She doesn’t want to see me again, she told me she came close to killing herself several times. She told me she now thinks of herself first, that she has to save herself. That there were very serious consequences. It all weighs on my shoulders. At the beginning, after we broke up, I was calm and then on Saturday I had a very bad anxiety attack. With phone calls, slapping myself and screaming, countless calls to Marie-Christine. And finally calling yesterday, after all, you’d have to be completely drunk to call yesterday. I called Philippe yesterday, my half-brother. His tone was impassive, he didn’t know whom to believe, his father had spoken to him about it, he had said I was making things up. OK, fine, doesn’t matter. I’m fed up with talking about it. I’m happy the book is finished, happy. I’ve already got the opening sentence of my next book. It will be: “I’m not going to spend my time calling Philippe Angot, director of a company for spare antique auto parts.” It will be the first sentence of a very long response to an imaginary interview about art. Writing, art, what I was saying about limits, all that. Incest is the book in which I present myself as a real shit, all writers should do it at least once, after that, we’ll see. Or maybe they should do it several times, or maybe do nothing but that. Writing may only be doing that, showing one’s inner shit. Of course it isn’t. You’re ready to believe anything. Writing is not just one thing. Writing is everything. Within limits. Always. Of life, of one’s self, of the pen, of height and of weight.

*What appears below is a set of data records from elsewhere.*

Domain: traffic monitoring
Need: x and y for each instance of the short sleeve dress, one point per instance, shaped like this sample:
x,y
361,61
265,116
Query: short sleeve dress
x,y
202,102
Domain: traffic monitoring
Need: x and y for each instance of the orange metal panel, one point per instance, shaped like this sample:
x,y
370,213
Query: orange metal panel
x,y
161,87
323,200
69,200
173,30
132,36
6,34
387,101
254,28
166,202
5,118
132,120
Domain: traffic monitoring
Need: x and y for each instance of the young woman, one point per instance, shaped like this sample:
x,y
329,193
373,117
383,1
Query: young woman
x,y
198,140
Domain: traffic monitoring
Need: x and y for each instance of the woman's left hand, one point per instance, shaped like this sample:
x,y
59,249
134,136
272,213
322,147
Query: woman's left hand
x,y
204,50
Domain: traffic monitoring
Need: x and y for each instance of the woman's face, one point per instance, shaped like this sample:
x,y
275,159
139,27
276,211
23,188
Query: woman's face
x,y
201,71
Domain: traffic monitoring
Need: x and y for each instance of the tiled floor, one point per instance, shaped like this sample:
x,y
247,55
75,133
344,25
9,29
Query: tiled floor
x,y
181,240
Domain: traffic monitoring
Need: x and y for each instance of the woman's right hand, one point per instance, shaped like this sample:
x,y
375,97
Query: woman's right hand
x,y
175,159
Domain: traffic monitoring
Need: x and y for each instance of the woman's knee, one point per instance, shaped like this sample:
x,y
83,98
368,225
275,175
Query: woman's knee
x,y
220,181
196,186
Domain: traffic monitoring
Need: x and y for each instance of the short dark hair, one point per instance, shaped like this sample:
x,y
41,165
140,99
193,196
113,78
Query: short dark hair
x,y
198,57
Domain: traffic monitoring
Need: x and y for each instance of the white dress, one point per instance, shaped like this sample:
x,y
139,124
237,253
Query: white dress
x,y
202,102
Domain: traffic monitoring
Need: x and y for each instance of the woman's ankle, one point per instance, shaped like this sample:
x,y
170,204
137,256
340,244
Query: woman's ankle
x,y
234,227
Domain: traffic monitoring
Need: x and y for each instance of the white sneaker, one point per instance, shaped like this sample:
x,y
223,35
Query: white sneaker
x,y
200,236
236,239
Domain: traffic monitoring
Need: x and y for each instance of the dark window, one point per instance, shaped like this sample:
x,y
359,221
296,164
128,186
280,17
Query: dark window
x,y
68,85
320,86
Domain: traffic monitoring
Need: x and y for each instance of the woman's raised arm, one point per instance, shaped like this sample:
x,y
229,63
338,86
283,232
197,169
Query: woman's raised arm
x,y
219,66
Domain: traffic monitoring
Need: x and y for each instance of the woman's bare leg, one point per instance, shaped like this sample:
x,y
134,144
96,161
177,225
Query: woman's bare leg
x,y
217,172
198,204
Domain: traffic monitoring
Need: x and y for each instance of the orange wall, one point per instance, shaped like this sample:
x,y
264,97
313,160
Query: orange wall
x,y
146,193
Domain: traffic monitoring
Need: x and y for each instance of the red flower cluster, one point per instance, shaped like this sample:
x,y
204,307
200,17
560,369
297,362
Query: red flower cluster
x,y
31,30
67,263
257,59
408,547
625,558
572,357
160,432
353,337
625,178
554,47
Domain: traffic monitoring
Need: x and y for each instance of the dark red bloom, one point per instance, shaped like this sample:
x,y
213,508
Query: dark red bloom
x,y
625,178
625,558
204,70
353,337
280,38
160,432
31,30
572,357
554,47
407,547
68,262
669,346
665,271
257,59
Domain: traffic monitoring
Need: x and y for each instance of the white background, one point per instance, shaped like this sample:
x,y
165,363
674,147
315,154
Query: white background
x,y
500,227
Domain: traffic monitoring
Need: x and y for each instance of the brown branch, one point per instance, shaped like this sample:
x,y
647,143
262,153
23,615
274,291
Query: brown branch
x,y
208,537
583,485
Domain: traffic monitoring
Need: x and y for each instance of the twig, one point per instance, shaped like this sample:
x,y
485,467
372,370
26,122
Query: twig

Since we broke up, I’ve received two letters from Marie-Christine. It’s hard not seeing her anymore. Yesterday I had just a glimpse, she just drove me to my psychoanalyst at nine at night, for the second time that day, it was nighttime, it was cold out, I asked her if she wouldn’t mind accompanying me. I was expecting her to refuse, to save herself, she really doesn’t want to see me again at all. She agreed, came to pick me up at nine and at ten she drove me home. I’d have liked to spend a bit more time with her, but she doesn’t want to anymore, she says I put her too much at risk. I don’t know if that’s true. Everything is always my fault. You’ve got to give and take. Since the break up she wrote me two letters:
January 6, 1999 Christine One day after another; of course I’m sad alone without you it’s very hard loving someone with whom love is impossible I’m worried that this state of misery will last. I think of you so often. Everything brings me back to you to us and I can’t say us anymore MCA
January 7, 1999 Christine One day follows another, hour after hour, not thinking farther ahead than that concentrating on the moment not thinking that your body is far from mine that tonight you won’t be in my arms that I won’t go out to dinner with you, to the movies with you, on vacation with you that I won’t make love to you that I won’t see your neck your eyes I have your eyes in mine Sunday night your sad frightened eyes No idea what to do too much hope too much despair I don’t know what to do to stop thinking of you all the time Still I know that I’m supposed to go on day after day trying to start living again to start hopin
g again but hoping for what going where I think too much about you MCA
When I got into her car last night at nine, it was nice, there was music, it was Aznavour’s La Bohème la bohème. I was in a cozy little cockpit, but only for the duration of the drive. It was really, really, truly over.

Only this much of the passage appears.